(0) Obligation:

Q restricted rewrite system:
The TRS R consists of the following rules:

msort(nil) → nil
msort(.(x, y)) → .(min(x, y), msort(del(min(x, y), .(x, y))))
min(x, nil) → x
min(x, .(y, z)) → if(<=(x, y), min(x, z), min(y, z))
del(x, nil) → nil
del(x, .(y, z)) → if(=(x, y), z, .(y, del(x, z)))

Q is empty.

(1) DependencyPairsProof (EQUIVALENT transformation)

Using Dependency Pairs [AG00,LPAR04] we result in the following initial DP problem.

(2) Obligation:

Q DP problem:
The TRS P consists of the following rules:

MSORT(.(x, y)) → MIN(x, y)
MSORT(.(x, y)) → MSORT(del(min(x, y), .(x, y)))
MSORT(.(x, y)) → DEL(min(x, y), .(x, y))
MIN(x, .(y, z)) → MIN(x, z)
MIN(x, .(y, z)) → MIN(y, z)
DEL(x, .(y, z)) → DEL(x, z)

The TRS R consists of the following rules:

msort(nil) → nil
msort(.(x, y)) → .(min(x, y), msort(del(min(x, y), .(x, y))))
min(x, nil) → x
min(x, .(y, z)) → if(<=(x, y), min(x, z), min(y, z))
del(x, nil) → nil
del(x, .(y, z)) → if(=(x, y), z, .(y, del(x, z)))

Q is empty.
We have to consider all minimal (P,Q,R)-chains.

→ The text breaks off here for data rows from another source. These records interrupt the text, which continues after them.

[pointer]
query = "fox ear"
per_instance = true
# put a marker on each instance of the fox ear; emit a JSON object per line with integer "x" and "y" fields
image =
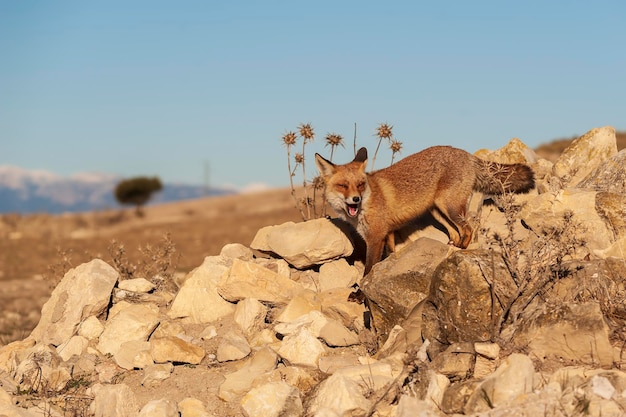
{"x": 361, "y": 155}
{"x": 324, "y": 166}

(3) DependencyGraphProof (EQUIVALENT transformation)

The approximation of the Dependency Graph [LPAR04,FROCOS05,EDGSTAR] contains 3 SCCs with 2 less nodes.

(4) Complex Obligation (AND)

(5) Obligation:

Q DP problem:
The TRS P consists of the following rules:

DEL(x, .(y, z)) → DEL(x, z)

The TRS R consists of the following rules:

msort(nil) → nil
msort(.(x, y)) → .(min(x, y), msort(del(min(x, y), .(x, y))))
min(x, nil) → x
min(x, .(y, z)) → if(<=(x, y), min(x, z), min(y, z))
del(x, nil) → nil
del(x, .(y, z)) → if(=(x, y), z, .(y, del(x, z)))

Q is empty.
We have to consider all minimal (P,Q,R)-chains.

(6) QDPOrderProof (EQUIVALENT transformation)

We use the reduction pair processor [LPAR04].


The following pairs can be oriented strictly and are deleted.


DEL(x, .(y, z)) → DEL(x, z)
The remaining pairs can at least be oriented weakly.
Used ordering: Combined order from the following AFS and order.
DEL(x1, x2)  =  DEL(x2)
.(x1, x2)  =  .(x1, x2)

Recursive path order with status [RPO].
Quasi-Precedence:
.2 > DEL1

Status:
DEL1: multiset
.2: multiset


The following usable rules [FROCOS05] were oriented: none

(7) Obligation:

Q DP problem:
P is empty.
The TRS R consists of the following rules:

msort(nil) → nil
msort(.(x, y)) → .(min(x, y), msort(del(min(x, y), .(x, y))))
min(x, nil) → x
min(x, .(y, z)) → if(<=(x, y), min(x, z), min(y, z))
del(x, nil) → nil
del(x, .(y, z)) → if(=(x, y), z, .(y, del(x, z)))

Q is empty.
We have to consider all minimal (P,Q,R)-chains.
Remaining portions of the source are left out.